Tuttavia nel corso della recente campagna elettorale, tale proposta non è stata ripresa con il necessario vigore, neanche da quei promotori che hanno partecipato alla campagna elettorale, forse troppo attenti a non mettere in discussione alcune alleanze strategiche. Fatto sta che solo il movimento 5 Stelle ha parlato della necessità di introdurre il reddito di cittadinanza in modo esplicito. C’è forse un nesso tra la riluttanza dei partiti tradizionali nel trattare esplicitamente questo tema e il risultato elettorale?

Tuttavia, dobbiamo rilevare che la proposta del M5S presenta alcune lacune.

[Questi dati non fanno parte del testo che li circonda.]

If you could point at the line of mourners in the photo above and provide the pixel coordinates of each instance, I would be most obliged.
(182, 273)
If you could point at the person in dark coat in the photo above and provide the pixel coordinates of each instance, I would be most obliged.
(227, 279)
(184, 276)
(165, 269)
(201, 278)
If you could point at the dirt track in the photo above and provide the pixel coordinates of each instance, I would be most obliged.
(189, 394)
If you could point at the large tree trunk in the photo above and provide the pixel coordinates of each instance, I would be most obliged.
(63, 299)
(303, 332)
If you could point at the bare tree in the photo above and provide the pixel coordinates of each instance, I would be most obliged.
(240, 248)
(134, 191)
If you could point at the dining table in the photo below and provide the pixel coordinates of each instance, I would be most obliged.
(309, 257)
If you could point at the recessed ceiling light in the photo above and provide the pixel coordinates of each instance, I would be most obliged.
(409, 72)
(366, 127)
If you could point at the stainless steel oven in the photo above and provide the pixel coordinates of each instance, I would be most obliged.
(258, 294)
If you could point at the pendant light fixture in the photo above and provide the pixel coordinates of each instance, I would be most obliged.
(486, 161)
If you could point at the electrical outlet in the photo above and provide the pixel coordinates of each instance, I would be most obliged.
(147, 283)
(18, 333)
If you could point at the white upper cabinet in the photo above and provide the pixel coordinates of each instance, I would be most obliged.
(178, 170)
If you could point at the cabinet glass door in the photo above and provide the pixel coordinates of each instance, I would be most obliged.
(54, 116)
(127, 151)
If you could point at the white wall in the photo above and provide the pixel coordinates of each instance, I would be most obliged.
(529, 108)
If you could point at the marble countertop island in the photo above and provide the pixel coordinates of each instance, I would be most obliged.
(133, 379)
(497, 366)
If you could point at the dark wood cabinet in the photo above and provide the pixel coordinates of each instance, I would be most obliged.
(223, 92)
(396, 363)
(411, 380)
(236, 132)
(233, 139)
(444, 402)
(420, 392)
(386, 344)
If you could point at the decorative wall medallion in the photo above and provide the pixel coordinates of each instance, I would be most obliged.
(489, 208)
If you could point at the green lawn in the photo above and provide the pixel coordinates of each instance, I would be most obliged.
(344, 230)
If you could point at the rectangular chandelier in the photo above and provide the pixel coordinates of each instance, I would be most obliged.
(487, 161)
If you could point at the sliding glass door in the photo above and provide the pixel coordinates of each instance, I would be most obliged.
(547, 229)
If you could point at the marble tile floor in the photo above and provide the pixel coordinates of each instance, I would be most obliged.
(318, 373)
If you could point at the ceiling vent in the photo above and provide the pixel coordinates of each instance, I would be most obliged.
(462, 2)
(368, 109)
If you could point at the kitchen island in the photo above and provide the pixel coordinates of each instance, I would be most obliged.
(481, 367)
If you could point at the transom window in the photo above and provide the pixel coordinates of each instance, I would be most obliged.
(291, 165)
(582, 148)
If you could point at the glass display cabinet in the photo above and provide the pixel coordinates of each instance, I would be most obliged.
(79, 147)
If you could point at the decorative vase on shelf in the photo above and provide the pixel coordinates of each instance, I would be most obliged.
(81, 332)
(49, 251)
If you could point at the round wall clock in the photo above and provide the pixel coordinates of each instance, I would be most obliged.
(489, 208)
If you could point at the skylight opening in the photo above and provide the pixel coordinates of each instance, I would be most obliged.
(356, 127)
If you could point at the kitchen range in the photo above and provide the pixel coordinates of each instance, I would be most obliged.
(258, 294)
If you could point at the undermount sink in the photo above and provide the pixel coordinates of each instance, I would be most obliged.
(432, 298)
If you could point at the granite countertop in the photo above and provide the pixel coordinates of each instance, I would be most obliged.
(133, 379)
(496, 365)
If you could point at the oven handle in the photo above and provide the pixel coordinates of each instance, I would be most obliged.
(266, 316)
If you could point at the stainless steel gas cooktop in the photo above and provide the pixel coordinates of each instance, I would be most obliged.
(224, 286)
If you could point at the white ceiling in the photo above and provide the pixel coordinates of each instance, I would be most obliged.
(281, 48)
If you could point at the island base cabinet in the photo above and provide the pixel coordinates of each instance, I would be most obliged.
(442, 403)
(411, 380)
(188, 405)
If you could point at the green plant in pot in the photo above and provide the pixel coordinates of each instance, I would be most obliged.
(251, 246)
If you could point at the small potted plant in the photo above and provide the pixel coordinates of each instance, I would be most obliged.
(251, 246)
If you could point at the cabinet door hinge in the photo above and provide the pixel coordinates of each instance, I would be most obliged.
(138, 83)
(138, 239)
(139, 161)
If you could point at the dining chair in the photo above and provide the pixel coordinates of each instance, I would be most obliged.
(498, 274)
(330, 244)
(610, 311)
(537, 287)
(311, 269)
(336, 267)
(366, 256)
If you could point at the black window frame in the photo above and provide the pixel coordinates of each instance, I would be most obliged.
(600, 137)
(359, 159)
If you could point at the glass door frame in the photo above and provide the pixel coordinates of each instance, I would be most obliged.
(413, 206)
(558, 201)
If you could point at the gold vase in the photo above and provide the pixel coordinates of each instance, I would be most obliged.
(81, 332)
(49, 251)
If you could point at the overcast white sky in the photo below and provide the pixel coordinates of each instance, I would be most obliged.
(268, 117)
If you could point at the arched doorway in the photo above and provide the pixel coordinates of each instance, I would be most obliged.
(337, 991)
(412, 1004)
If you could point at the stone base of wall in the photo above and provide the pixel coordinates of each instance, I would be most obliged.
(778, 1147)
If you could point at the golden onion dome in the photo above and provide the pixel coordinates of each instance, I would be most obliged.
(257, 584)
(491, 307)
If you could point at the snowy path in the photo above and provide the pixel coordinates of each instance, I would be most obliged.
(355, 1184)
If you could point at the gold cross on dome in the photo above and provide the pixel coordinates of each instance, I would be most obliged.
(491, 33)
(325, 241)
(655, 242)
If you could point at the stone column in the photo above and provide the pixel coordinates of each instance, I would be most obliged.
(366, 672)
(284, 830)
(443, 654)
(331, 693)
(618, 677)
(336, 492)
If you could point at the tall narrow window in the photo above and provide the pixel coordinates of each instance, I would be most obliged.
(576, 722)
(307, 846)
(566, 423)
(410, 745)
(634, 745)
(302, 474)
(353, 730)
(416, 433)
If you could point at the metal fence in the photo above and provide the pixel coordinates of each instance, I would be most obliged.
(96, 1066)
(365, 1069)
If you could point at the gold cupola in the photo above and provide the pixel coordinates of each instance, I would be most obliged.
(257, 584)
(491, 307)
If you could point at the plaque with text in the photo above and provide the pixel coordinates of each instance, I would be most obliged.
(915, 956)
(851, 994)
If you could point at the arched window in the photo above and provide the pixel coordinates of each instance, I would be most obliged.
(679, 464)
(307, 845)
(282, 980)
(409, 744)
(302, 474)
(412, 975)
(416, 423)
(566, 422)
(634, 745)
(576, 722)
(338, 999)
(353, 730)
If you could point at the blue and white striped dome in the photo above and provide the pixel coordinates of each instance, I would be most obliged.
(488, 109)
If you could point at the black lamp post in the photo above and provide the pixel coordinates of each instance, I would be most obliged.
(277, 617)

In primo luogo, il reddito di cittadinanza (pari a 1000 euro mensili) dovrebbe essere erogato per tre anni ai soli disoccupati. Tale target non tiene conto che oggi i nuovi poveri non sono solo quelli che sono al di fuori del mercato del lavoro (i disoccupati propriamente detti, per l’appunto), ma sempre più sono coloro che, pur lavorando (e quindi formalmente inseriti nel mercato del lavoro) spesso percepiscono redditi inferiori alla soglia della povertà relativa o perché mal pagati o perché precari. Costoro sono proprio coloro che difficilmente riescono a ottenere sostegno dagli ammortizzatori sociali attualmente esistenti. Se per reddito di cittadinanza si intende solo una nuova forma di sussidio di disoccupazione, il problema rischia di non essere risolto. In secondo luogo, la proposta di Grillo non fa alcun riferimento al parametro della “congruità” , ovvero alla possibilità del beneficiario di poter rifiutare un’offerta di lavoro quando questa non è congrua alle sue capacità, luogo di residenza e grado di istruzione. Si fa solo riferimento al fatto che ha tre possibilità di rifiuto prima di perderne il diritto. In terzo luogo, se è vero ciò che traspare da alcune dichiarazioni sul blog di Grillo, il reddito di cittadinanza avrebbe un effetto sostitutivo rispetto a parte dei dipendenti pubblici e a parte dei pensionati. Ciò starebbe a significare che i fondi per il suo finanziamento si ricavano da licenziamenti di massa nel pubblico impiego o da ulteriori interventi sulle pensioni? Vorremmo ricordare a Grillo che le pensioni e il lavoro pubblico rientrano nella sfera della dinamica salariale, mentre il reddito di base dovrebbe essere finanziato dalla fiscalità collettiva e non dal salario differito (previdenziale) di una parte dei lavoratori.

E sulla tematica del nuovo welfare, del welfare del comune, che si può aprire uno spazio per i movimenti sociali. Verrà colta l’occasione?